Inflation has gone down 0.1 percent in November, reported Statistics Canada on Dec. 21, with the Consumer Price Index (CPI) rising 6.8 percent year-over-year compared to 6.9 percent in October.

While the general CPI dropped slightly, food prices marked an increase, rising 11.4 percent year-over-year compared to 11 percent in October.

“Food inflation remained broad-based, with prices for groceries rising at a faster rate than the all-items CPI every month since December 2021,” the agency wrote in its bulletin.

The price for edible fats and oils is up 26 percent year-over-year, non-alcoholic beverages 19.4 percent, eggs 16. 8 percent, and fresh fruit 11 percent.

Canadians had a bit of respite at the pump, with gas prices falling 3.6 percent in November following a 9.2 increase in October.

Statistics Canada says this was largely driven by price declines in Western Canada, along with the reopening of refineries in the west of the United States which led to lower prices in British Columbia and the Prairie provinces.

Year-over-year gas prices were still up 13.7 percent compared to 17.8 percent in October.

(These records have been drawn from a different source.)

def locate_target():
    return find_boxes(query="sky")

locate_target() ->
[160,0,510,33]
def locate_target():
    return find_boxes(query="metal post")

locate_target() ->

Statistics Canada also notes that shelter prices are rising despite a slower real estate market, mostly due to rising mortgage rates and rent costs.

Mortgage interest cost was up 14.5 percent in November compared to 11.4 percent in October, whereas the rent index rose 5.9 percent year-over-year compared to 4.7 percent in October.

The agency says that Prince Edward Island is seeing the biggest rise in rent prices with a 12.6 percent year-over-year increase, compared to British Columbia in second place at 7.2 percent.

Rising Interest Rates

The Bank of Canada (BoC) has put the pedal to the metal to slow down inflation in recent months, raising its policy rate from 0.25 percent in March to 4.25 currently.

The CPI peaked in June at 8.1 percent and has been around 6.8/6.9 since September.

The BoC has signalled at its latest rate hike announcement on Dec. 7 that there was more uncertainty about the need for future hikes.
BoC Governor Tiff Macklem said in his year-end address on Dec. 13 that future decisions would be based on incoming data.
The next rate announcements are scheduled for Jan. 25, March 8, and April 12.
Macklem acknowledged in a recent interview with the Globe and Mail that he had poorly predicted the current bout of inflation, expecting it would be close to 2 percent by the end of 2022.

“That’s a very big forecast error,” he said.

“If we’d known that there wasn’t going to be another [COVID] wave, and that the economy would reopen rapidly, and that households would come very rapidly back into the market and try to catch up and buy so many of the services that they hadn’t been able to enjoy for the last couple of years—yes, I think if we could have foreseen that, we would have started to raise interest rates earlier.”

Macklem also said in his year-end address that demand is now slowing and he expects GDP growth will be close to zero until mid-2023.

Prime Minister Justin Trudeau addressed this coming downturn in the economy in an interview with Quebec TV station TVA Nouvelles on Dec. 20.

He said the global economy is not going well and that it would be getting worse in the coming months.